Cause he will put his parents before you. the relationships doomed, your only 32 its like your stuck with a load of pensioners


join a dating agency meet someone your own age, get rid of all this baggage its not good for you, it will make you ill and depressed if your not already
Tell your husband to check his navel and see if his umbilical cord is still attached!! Hello!!! I know it's the right thing to do by helping out mom and dad but at the same time he has a responsibility to you his wife. Just b/c it's his mom doesn't mean she has the right to walk all over you!!! He needs a reality check!
RUN AS FAR AS YOU CAN!!!!!!!!!!!!!!!!!!!!!
he is doing what he is supposed to by taking care of his parents. if you loved him you would respect him for taking care of the people that took care of him and raised him and loved him. they gave him every thing and now he is giving them a awesome gift of love.caring for them in their old age.you say you are 32 but you act like your 12. show your husband you are a good wife and support him in his decision to take care of hi parents. shoot they are 82 and 86 they are living on borrowed time. give them the joy of knowing their son married a good woman, and let them live out their lives in the care of their son. good luck.
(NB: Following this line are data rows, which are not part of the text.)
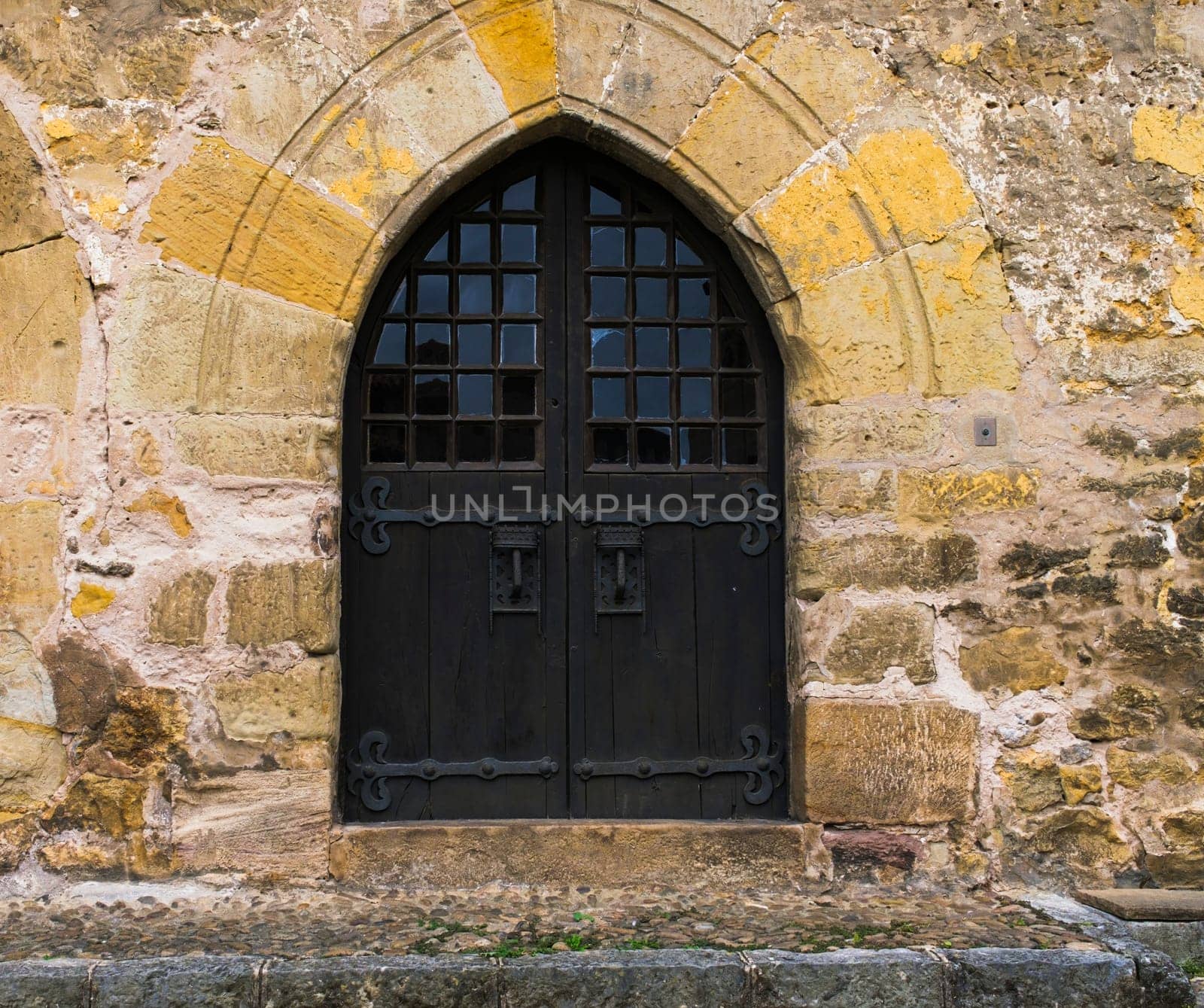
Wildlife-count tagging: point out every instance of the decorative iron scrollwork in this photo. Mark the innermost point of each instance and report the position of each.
(369, 772)
(758, 530)
(762, 763)
(369, 514)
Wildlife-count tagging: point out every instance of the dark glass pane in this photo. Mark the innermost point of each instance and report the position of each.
(653, 446)
(694, 347)
(431, 394)
(653, 397)
(387, 393)
(475, 343)
(387, 443)
(652, 347)
(430, 442)
(433, 343)
(433, 294)
(518, 242)
(475, 243)
(694, 297)
(686, 255)
(734, 349)
(737, 397)
(698, 446)
(518, 294)
(650, 245)
(437, 252)
(740, 447)
(397, 306)
(608, 297)
(607, 349)
(696, 397)
(518, 395)
(475, 442)
(518, 343)
(476, 395)
(611, 446)
(652, 297)
(610, 397)
(605, 200)
(476, 294)
(518, 445)
(607, 247)
(521, 195)
(391, 345)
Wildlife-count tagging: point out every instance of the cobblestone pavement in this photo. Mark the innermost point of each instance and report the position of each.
(129, 921)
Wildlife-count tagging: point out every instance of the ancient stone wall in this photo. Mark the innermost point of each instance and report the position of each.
(949, 211)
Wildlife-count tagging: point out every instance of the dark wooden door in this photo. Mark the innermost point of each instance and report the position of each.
(553, 601)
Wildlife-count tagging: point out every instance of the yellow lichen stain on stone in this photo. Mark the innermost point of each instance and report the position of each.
(172, 508)
(515, 44)
(961, 54)
(1169, 138)
(59, 129)
(917, 189)
(92, 598)
(227, 215)
(816, 229)
(1187, 293)
(357, 188)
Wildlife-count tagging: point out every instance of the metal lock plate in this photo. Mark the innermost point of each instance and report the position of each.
(515, 570)
(619, 570)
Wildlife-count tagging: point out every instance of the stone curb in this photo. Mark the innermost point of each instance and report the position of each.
(901, 978)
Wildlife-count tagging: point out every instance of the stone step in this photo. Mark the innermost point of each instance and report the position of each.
(901, 978)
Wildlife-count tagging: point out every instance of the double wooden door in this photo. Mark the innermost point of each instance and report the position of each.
(563, 566)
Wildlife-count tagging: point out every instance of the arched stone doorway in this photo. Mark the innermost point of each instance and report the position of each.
(563, 454)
I had a simialr problem... My mother moved in with me ';temporarily'; when I got injured.. That turned into months which turned into years... I was dating a guy and we decided to get married.. I wanted to stay in my house so he moved in with us.. I also have 3 children. Mom stayed.. She also had her own house which she sold. Of course, it became very stressful that my new hubby and I didn't have our time... We moved a few months after getting married due to a job. She stayed in the house and agreed to pay me for rent. Sometimes I got it after begging and some I never got.. Anyways... I say yeah... he feels obligated to help his parents.. if his mom can't respect that it is your house and quit acting like a child (rolling eyes, starting crap with you) then one of you has to go. Maybe you can go live in her house. Tell your husband you don't want him to have to choose between his mom and you so you are leaving. You are too young to be miserable because he can't be a man and stand up to mommy..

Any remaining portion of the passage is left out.